On September 15, 2021 Noord hosted a virtual boardroom in association with Axonius. The event consisted of a brief overview by Dean Sysman, CEO and Co-Founder of Axoniuis, followed by a discussion among senior IT professionals on the role of asset management in cyber security.
Dean explained that since its establishment in 2017, Axonius has become the fastest growing cyber security company in history in terms of revenue. The company prides itself on being a trusted vendor and strives to provide customers with value-for-money solutions.
Reasons for attending
Participants were asked to introduce themselves and give their reasons for attending. They represented various sectors, including wealth management, investment banking, risk management, retail and entertainment, and brought expertise in areas such as cloud security architecture, cyber threat management, fraud investigation, and regulation and compliance.
The evolving regulatory focus
One attendee from an investment company noted that while the regulatory focus had long been on defence and mitigating-type controls, the regulator was now asking organisations to assume that a significant disruption had already happened and present their recovery plan, which represented a real shift in mindset for CISOs.
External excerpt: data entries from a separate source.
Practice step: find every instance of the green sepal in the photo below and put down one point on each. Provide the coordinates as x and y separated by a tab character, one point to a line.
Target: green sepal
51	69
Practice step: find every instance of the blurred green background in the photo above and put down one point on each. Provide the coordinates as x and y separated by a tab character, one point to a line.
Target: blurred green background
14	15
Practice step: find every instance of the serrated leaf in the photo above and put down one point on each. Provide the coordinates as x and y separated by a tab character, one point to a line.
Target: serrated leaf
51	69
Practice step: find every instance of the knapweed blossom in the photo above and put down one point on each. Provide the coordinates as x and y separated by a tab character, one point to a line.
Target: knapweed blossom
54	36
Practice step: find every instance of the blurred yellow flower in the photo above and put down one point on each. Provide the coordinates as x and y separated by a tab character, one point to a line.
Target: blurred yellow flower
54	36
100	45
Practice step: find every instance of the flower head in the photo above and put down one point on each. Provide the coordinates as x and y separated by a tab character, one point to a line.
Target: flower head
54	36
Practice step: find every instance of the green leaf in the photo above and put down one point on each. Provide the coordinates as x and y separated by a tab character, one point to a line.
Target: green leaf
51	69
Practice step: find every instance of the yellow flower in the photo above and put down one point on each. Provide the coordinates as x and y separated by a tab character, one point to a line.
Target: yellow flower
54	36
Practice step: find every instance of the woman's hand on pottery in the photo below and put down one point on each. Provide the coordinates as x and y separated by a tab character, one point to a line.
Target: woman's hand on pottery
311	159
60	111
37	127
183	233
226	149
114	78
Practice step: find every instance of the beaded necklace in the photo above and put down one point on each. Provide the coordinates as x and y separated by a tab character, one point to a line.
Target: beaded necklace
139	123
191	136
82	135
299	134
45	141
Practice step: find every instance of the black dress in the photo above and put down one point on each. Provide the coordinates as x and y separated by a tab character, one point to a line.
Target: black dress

It also represented a shift in business processes; whereas previously, organisations had to think in terms of implementing mitigating controls for one investment period at a time, they are now being asked to enhance their entire operational resilience, which is extremely challenging.
Dean added that while computing environments used to be very homogenous – with one network, one device, one operating system and one management console – there are now dozens of variations, which causes data to become siloed. In this context, it is imperative that organisations have a full understanding of their environment, which starts with a strong asset management capability. To achieve this, organisations can start by asking a few fundamental questions. Is their agent make-up deployed everywhere that it should be? Is their vulnerability management programme really covering all of their environment, including the cloud? And are there any unmanaged devices on their privileged networks?
What is an asset?
Another attendee representing a financial services company highlighted the difficulty of defining an asset in the first place and questioned whether an asset could be regarded as a physical device, alert or security object. As organisations move into a zero trust or identity-centric world where access rights, machines and services can be ephemeral, this raises questions about how best to manage asset inventories and whether asset inventories are even relevant any more.
Making the case for asset management
Dean noted that asset management is important for two key reasons. Firstly, from a security point of view, it is important to ascertain the source of risk in an attack — and assets match this description. This could include IoT devices, anything in the cloud and ephemeral assets. Secondly, from an operational point of view, asset management is important to enable organisations to make the most use of their infrastructure while keeping it within the confines of the policies there are in place. One participant added that another crucial asset that had not been mentioned was human beings; they felt that whether attacks happen through malicious intent or accidental error, human beings will always be the weak link.
Following on from this, Dean added that another layer of complexity is the sheer amount of data that organisations are faced with in the move to digital transformation. Feeling that they can’t possibly analyse all the data available to them, organisations naturally get overwhelmed and lack a full understanding of their environment. However, the key is to be data agnostic to the data source. In other words, organisations need to take a view of all of their assets, pull together the different strands of data and correlate it.
Asset management solutions versus open source tools
One attendee raised the point that asset management solutions represent a significant business expense, in contrast to open source tools which are free of charge. In response, Dean highlighted the difference between an asset management tool and a solution, noting that many companies need the experience, guidance and implementation assistance that a fully-fledged solution can offer in addition to the information tools freely available to them. He drew on the analogy of driving a Ferrari: if you want to drive in the fast lane and accelerate your business, you need the right control system to stop you spinning out of control.
Quantifying asset management in relation to cyber security and operational resilience
Dean noted a common problem, which is that IT and security tend to see data and events very differently. To illustrate this, he gave the example of two people standing at opposite ends of a figure of six drawn on the ground: one will indeed see the number six, while the other will see the number nine. In this context, there is a need to bridge the gap between these opposing operational and security perspectives. For this reason, Axonius offers a standardised language, known as a system of record, in which it correlates all sources and enables IT and security teams to see data from the same viewpoint.
Best practice in asset management
Presenting a best practice case study, Dean cited the example of an Axonius client which had been forced to ban certain brands of devices in line with new regulations issued by a contractor. Armed with an asset management tool, the client — which has over 100,000 employees — had been able to locate all of the relevant devices within five minutes. Without an asset management tool, the company would have had to set up countless meetings between teams and sub teams and ultimately provide the contractor with a rough answer, risking non-compliance with its regulatory requirements.
‘The value of nothing happening’
One participant was keen to understand whether there was a correlation between the amount spent on asset management versus the likelihood of being hit by a security issue. Dean noted that according to an IBM study, the cost of an average data breach is $3.92 million. Essentially, asset management revolves around how much of their environment organisations understand; the parts which are not understood are usually where the breaches occur. In other words, companies can’t secure what they can’t see.
In closing, Dean gave attendees pause for thought by asking: what’s the value of nothing happening? While asset management tends to only attract widespread attention once a breach has already occured, it is an essential function which organisations must understand and implement to feel in control and ensure business continuity.